1. Wildfires are big and scary and fast moving.

2. Clean air is not something to be taken granted.

3. There is a lot of joy to be found in this world. The sun keeps shining and you’re still breathing. Keep searching, my friend.

4. Generosity is not something we take or give. We share it, between us. “Let me make you this tasty drink for free because you are fighting day and night to put out a fire. See now how we both feel better?”

5. The ocean is always moving, and it’s so beautiful, and unforgiving.

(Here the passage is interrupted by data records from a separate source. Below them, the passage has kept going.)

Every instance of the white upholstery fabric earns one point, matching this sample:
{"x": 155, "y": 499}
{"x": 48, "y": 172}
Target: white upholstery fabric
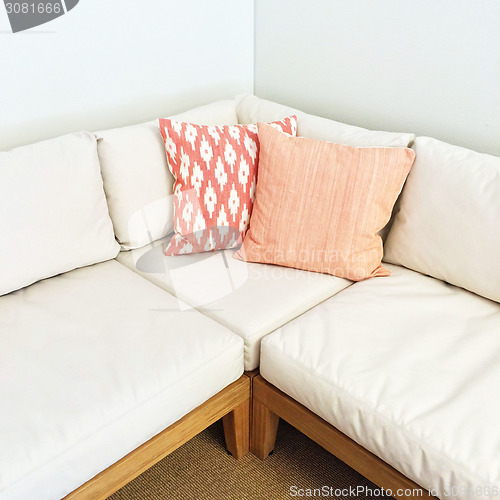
{"x": 408, "y": 367}
{"x": 54, "y": 216}
{"x": 448, "y": 225}
{"x": 93, "y": 363}
{"x": 250, "y": 299}
{"x": 137, "y": 181}
{"x": 252, "y": 109}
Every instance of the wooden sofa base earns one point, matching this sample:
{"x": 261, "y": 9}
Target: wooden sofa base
{"x": 232, "y": 404}
{"x": 269, "y": 404}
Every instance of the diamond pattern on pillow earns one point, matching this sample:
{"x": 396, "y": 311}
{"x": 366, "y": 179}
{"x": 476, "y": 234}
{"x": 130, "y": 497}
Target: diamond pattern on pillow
{"x": 215, "y": 172}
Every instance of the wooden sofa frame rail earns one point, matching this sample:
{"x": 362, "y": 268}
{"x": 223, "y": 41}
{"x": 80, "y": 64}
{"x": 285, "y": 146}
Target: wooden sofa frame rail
{"x": 250, "y": 409}
{"x": 232, "y": 404}
{"x": 269, "y": 404}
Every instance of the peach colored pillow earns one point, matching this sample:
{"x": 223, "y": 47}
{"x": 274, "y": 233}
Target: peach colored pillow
{"x": 319, "y": 205}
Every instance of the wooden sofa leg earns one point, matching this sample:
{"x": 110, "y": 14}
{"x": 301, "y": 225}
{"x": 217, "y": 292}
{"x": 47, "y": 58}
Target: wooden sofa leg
{"x": 237, "y": 430}
{"x": 264, "y": 429}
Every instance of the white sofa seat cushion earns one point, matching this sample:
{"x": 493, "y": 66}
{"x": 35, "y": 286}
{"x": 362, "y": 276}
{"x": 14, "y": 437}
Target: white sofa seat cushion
{"x": 93, "y": 363}
{"x": 54, "y": 216}
{"x": 407, "y": 366}
{"x": 137, "y": 180}
{"x": 250, "y": 299}
{"x": 252, "y": 109}
{"x": 448, "y": 225}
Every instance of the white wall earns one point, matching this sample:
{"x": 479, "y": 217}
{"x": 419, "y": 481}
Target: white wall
{"x": 427, "y": 66}
{"x": 116, "y": 62}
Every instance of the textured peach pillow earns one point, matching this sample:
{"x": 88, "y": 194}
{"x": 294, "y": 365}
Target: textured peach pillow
{"x": 319, "y": 205}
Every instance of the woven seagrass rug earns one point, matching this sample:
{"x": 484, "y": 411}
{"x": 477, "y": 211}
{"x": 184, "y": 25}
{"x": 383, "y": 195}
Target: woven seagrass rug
{"x": 202, "y": 470}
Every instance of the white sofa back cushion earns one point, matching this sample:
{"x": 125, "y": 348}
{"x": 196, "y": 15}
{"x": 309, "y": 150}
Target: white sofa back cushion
{"x": 252, "y": 109}
{"x": 137, "y": 181}
{"x": 54, "y": 215}
{"x": 448, "y": 225}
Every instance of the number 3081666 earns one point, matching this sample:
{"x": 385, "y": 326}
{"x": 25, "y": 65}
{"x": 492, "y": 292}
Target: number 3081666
{"x": 33, "y": 8}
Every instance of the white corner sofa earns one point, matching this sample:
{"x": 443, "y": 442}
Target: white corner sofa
{"x": 112, "y": 355}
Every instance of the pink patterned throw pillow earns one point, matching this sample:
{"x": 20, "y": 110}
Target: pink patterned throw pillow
{"x": 215, "y": 172}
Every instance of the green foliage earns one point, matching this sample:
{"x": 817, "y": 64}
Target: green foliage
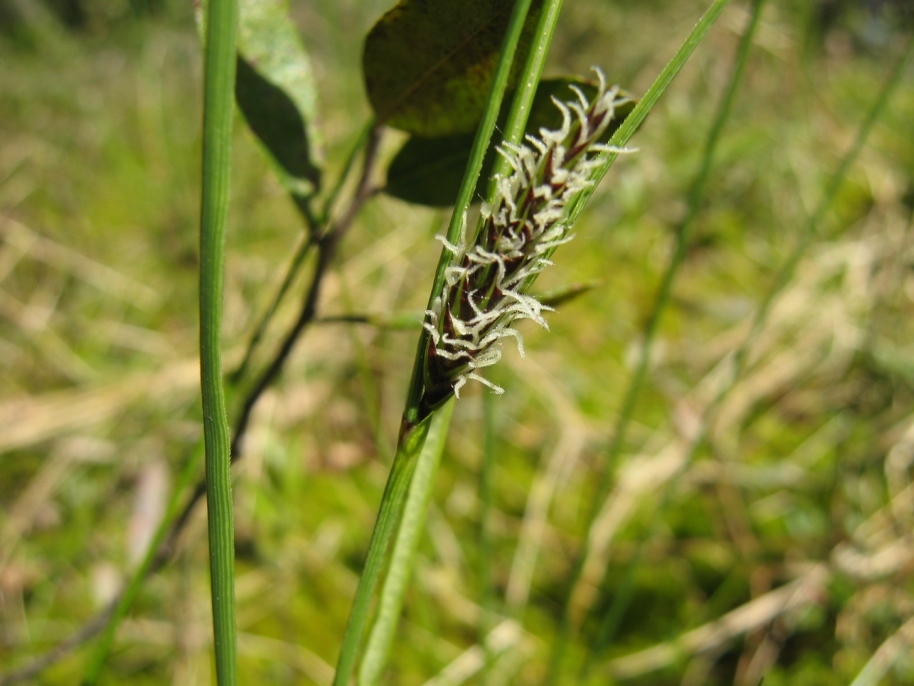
{"x": 804, "y": 466}
{"x": 428, "y": 170}
{"x": 428, "y": 64}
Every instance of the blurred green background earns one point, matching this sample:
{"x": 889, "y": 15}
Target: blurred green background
{"x": 804, "y": 482}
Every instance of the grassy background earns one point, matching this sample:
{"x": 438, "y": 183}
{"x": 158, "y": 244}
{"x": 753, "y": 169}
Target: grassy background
{"x": 806, "y": 474}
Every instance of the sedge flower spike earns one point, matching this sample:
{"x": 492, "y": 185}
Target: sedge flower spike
{"x": 486, "y": 284}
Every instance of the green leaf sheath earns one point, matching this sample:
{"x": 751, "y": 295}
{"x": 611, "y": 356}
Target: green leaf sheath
{"x": 413, "y": 412}
{"x": 429, "y": 170}
{"x": 411, "y": 527}
{"x": 392, "y": 502}
{"x": 219, "y": 77}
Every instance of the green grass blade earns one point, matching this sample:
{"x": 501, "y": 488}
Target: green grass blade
{"x": 624, "y": 133}
{"x": 401, "y": 473}
{"x": 526, "y": 87}
{"x": 394, "y": 589}
{"x": 740, "y": 357}
{"x": 683, "y": 233}
{"x": 620, "y": 138}
{"x": 219, "y": 78}
{"x": 486, "y": 548}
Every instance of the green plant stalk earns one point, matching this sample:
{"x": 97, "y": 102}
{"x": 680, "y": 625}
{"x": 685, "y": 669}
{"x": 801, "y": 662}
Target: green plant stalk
{"x": 465, "y": 195}
{"x": 623, "y": 595}
{"x": 392, "y": 501}
{"x": 622, "y": 135}
{"x": 134, "y": 584}
{"x": 683, "y": 232}
{"x": 486, "y": 550}
{"x": 393, "y": 591}
{"x": 219, "y": 98}
{"x": 516, "y": 123}
{"x": 415, "y": 428}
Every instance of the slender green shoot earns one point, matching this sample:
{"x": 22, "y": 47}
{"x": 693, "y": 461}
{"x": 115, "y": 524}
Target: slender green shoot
{"x": 219, "y": 98}
{"x": 526, "y": 88}
{"x": 624, "y": 133}
{"x": 486, "y": 551}
{"x": 741, "y": 356}
{"x": 392, "y": 502}
{"x": 619, "y": 139}
{"x": 683, "y": 233}
{"x": 414, "y": 427}
{"x": 393, "y": 591}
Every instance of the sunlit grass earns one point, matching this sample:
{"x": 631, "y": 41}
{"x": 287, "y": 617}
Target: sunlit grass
{"x": 808, "y": 459}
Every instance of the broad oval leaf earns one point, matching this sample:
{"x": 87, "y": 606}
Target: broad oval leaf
{"x": 429, "y": 170}
{"x": 276, "y": 91}
{"x": 428, "y": 64}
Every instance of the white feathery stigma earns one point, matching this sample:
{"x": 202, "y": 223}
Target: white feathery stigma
{"x": 485, "y": 286}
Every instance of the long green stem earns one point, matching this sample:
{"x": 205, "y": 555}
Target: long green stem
{"x": 219, "y": 80}
{"x": 411, "y": 414}
{"x": 401, "y": 473}
{"x": 624, "y": 133}
{"x": 620, "y": 138}
{"x": 401, "y": 562}
{"x": 486, "y": 507}
{"x": 683, "y": 233}
{"x": 516, "y": 123}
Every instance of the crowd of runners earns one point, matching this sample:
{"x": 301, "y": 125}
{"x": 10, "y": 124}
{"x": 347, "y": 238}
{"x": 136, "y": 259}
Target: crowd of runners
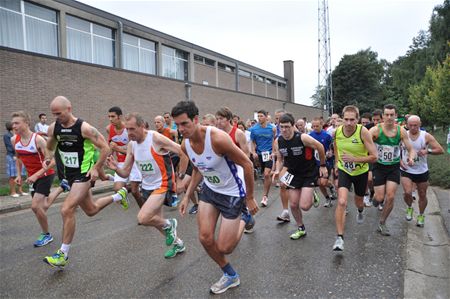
{"x": 213, "y": 162}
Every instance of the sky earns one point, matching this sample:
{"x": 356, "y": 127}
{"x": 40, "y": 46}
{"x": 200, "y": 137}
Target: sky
{"x": 264, "y": 33}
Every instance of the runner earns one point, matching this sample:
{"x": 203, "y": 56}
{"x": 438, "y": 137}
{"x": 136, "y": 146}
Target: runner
{"x": 424, "y": 144}
{"x": 354, "y": 149}
{"x": 118, "y": 140}
{"x": 74, "y": 141}
{"x": 227, "y": 189}
{"x": 386, "y": 170}
{"x": 150, "y": 151}
{"x": 295, "y": 153}
{"x": 263, "y": 135}
{"x": 29, "y": 148}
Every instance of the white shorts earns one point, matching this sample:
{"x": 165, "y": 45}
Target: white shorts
{"x": 135, "y": 175}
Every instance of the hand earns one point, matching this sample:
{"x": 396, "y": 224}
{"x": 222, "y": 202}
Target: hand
{"x": 183, "y": 205}
{"x": 112, "y": 163}
{"x": 252, "y": 205}
{"x": 31, "y": 179}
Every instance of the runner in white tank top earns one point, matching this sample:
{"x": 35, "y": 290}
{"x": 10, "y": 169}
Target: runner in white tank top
{"x": 216, "y": 158}
{"x": 423, "y": 144}
{"x": 149, "y": 150}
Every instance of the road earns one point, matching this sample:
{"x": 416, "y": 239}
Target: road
{"x": 111, "y": 256}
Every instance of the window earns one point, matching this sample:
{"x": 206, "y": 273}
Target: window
{"x": 89, "y": 42}
{"x": 225, "y": 67}
{"x": 245, "y": 74}
{"x": 174, "y": 63}
{"x": 28, "y": 27}
{"x": 139, "y": 54}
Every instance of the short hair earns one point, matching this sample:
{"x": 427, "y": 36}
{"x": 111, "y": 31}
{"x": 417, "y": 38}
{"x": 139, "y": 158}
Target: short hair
{"x": 378, "y": 112}
{"x": 8, "y": 125}
{"x": 390, "y": 106}
{"x": 262, "y": 111}
{"x": 287, "y": 118}
{"x": 351, "y": 108}
{"x": 187, "y": 107}
{"x": 139, "y": 119}
{"x": 115, "y": 110}
{"x": 25, "y": 116}
{"x": 366, "y": 115}
{"x": 225, "y": 112}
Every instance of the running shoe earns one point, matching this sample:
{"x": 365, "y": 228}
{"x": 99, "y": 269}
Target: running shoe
{"x": 123, "y": 192}
{"x": 171, "y": 232}
{"x": 264, "y": 201}
{"x": 194, "y": 209}
{"x": 284, "y": 217}
{"x": 56, "y": 260}
{"x": 172, "y": 252}
{"x": 316, "y": 200}
{"x": 43, "y": 240}
{"x": 409, "y": 213}
{"x": 65, "y": 185}
{"x": 367, "y": 202}
{"x": 299, "y": 233}
{"x": 338, "y": 244}
{"x": 420, "y": 220}
{"x": 225, "y": 282}
{"x": 360, "y": 217}
{"x": 383, "y": 230}
{"x": 328, "y": 203}
{"x": 249, "y": 222}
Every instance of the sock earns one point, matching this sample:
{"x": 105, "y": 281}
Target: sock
{"x": 117, "y": 197}
{"x": 227, "y": 269}
{"x": 65, "y": 249}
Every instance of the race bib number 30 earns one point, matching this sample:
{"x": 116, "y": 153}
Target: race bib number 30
{"x": 70, "y": 159}
{"x": 146, "y": 167}
{"x": 265, "y": 156}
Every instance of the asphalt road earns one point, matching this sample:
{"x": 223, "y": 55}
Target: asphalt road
{"x": 111, "y": 256}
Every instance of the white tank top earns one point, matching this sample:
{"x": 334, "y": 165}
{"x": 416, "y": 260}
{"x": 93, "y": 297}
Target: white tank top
{"x": 420, "y": 163}
{"x": 220, "y": 174}
{"x": 155, "y": 168}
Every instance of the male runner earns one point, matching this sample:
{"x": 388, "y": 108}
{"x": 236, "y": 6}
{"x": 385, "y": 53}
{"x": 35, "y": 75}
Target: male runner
{"x": 386, "y": 170}
{"x": 75, "y": 141}
{"x": 150, "y": 151}
{"x": 262, "y": 135}
{"x": 424, "y": 144}
{"x": 118, "y": 140}
{"x": 30, "y": 148}
{"x": 295, "y": 152}
{"x": 354, "y": 149}
{"x": 224, "y": 168}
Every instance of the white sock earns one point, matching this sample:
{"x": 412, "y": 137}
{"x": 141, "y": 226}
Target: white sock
{"x": 117, "y": 197}
{"x": 65, "y": 249}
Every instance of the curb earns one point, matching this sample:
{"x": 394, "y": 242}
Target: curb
{"x": 25, "y": 203}
{"x": 427, "y": 272}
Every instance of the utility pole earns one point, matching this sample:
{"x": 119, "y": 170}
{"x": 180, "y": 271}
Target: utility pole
{"x": 324, "y": 62}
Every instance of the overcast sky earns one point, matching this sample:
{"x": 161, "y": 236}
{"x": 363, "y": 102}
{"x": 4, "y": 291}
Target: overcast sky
{"x": 265, "y": 33}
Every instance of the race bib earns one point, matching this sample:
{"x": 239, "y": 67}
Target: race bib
{"x": 70, "y": 159}
{"x": 287, "y": 178}
{"x": 213, "y": 178}
{"x": 265, "y": 156}
{"x": 146, "y": 167}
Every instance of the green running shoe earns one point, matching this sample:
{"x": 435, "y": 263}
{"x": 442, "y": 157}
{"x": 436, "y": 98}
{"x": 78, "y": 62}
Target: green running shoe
{"x": 123, "y": 192}
{"x": 316, "y": 201}
{"x": 298, "y": 234}
{"x": 172, "y": 252}
{"x": 171, "y": 232}
{"x": 409, "y": 213}
{"x": 421, "y": 220}
{"x": 57, "y": 260}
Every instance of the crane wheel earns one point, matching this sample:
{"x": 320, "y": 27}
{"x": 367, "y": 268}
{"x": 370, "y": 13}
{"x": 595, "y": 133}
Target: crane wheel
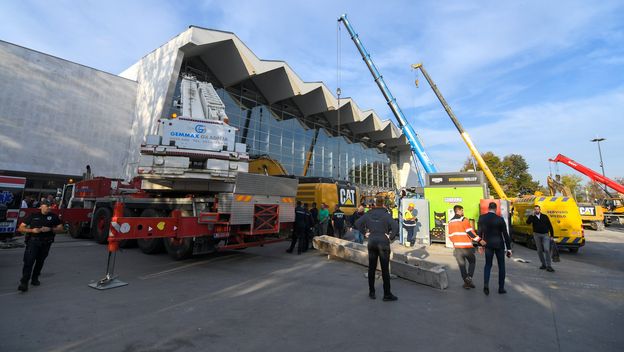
{"x": 180, "y": 248}
{"x": 152, "y": 245}
{"x": 101, "y": 225}
{"x": 76, "y": 230}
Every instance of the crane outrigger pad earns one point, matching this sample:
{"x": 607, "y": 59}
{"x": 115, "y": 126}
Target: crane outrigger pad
{"x": 107, "y": 283}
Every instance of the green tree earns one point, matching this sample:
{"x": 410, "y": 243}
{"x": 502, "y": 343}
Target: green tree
{"x": 512, "y": 173}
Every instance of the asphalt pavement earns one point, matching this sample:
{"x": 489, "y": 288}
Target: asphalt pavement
{"x": 263, "y": 299}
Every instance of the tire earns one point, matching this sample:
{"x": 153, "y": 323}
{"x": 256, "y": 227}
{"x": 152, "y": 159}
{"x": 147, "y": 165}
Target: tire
{"x": 75, "y": 230}
{"x": 101, "y": 225}
{"x": 179, "y": 249}
{"x": 152, "y": 245}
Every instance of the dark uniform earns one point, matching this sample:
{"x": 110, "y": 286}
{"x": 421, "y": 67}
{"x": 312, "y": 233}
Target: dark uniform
{"x": 383, "y": 229}
{"x": 37, "y": 245}
{"x": 338, "y": 219}
{"x": 299, "y": 231}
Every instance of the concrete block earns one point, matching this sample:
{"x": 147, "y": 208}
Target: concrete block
{"x": 404, "y": 266}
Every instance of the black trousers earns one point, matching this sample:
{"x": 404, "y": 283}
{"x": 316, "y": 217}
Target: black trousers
{"x": 379, "y": 249}
{"x": 299, "y": 234}
{"x": 34, "y": 255}
{"x": 500, "y": 259}
{"x": 463, "y": 256}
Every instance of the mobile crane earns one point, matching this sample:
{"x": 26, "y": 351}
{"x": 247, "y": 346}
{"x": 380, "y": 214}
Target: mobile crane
{"x": 613, "y": 207}
{"x": 486, "y": 170}
{"x": 415, "y": 143}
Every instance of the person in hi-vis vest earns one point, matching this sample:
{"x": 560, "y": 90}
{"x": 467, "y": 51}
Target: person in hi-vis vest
{"x": 409, "y": 222}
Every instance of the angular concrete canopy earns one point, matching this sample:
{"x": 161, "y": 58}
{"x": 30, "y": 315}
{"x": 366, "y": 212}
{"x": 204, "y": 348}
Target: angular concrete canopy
{"x": 232, "y": 63}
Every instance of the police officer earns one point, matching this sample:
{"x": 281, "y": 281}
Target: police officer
{"x": 40, "y": 229}
{"x": 300, "y": 227}
{"x": 382, "y": 231}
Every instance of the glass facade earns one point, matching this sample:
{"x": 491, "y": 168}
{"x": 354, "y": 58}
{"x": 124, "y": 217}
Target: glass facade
{"x": 281, "y": 134}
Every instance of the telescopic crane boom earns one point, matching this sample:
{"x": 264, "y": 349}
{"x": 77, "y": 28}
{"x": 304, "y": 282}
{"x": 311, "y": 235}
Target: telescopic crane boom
{"x": 593, "y": 175}
{"x": 415, "y": 142}
{"x": 488, "y": 173}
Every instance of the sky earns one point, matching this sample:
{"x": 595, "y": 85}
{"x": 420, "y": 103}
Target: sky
{"x": 535, "y": 78}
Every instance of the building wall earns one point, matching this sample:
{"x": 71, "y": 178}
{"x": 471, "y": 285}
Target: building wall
{"x": 156, "y": 75}
{"x": 57, "y": 116}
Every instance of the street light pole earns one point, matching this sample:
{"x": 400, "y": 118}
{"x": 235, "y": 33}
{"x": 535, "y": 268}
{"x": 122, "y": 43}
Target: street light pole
{"x": 598, "y": 140}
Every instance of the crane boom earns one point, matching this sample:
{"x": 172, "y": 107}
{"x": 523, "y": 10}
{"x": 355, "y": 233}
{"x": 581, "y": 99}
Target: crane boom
{"x": 415, "y": 143}
{"x": 486, "y": 170}
{"x": 593, "y": 175}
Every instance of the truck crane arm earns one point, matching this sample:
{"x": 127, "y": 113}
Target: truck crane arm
{"x": 415, "y": 143}
{"x": 486, "y": 170}
{"x": 593, "y": 175}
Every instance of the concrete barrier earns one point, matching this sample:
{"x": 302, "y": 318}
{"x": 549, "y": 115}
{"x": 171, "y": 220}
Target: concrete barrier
{"x": 404, "y": 266}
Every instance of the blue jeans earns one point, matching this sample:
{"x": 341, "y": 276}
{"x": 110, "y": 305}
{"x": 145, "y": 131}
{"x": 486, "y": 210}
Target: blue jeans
{"x": 358, "y": 237}
{"x": 500, "y": 259}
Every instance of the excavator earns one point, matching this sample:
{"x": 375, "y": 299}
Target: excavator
{"x": 310, "y": 190}
{"x": 592, "y": 215}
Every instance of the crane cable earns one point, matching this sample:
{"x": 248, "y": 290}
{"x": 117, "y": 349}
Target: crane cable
{"x": 338, "y": 83}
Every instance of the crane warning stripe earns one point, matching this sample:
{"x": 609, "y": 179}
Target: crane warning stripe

6. There is a big castle on a hill in the Central Coast of California whose joy is still emanating from the walls. You can feel the architect, a revolutionary woman, smiling through the tapestries of the old walls. You can still hear a bit of an echo of the owner, laughing.

7. Distance can make the heart grow fonder, but also, less sympathetic.

8. An iced americano with just a touch of vanilla syrup can be life changing, some mornings.

9. I’m living a blessed life. I’m trying everyday to not forget.

{9 November 2017}

This is a magic rock.
You might not believe me, but let me tell you about it.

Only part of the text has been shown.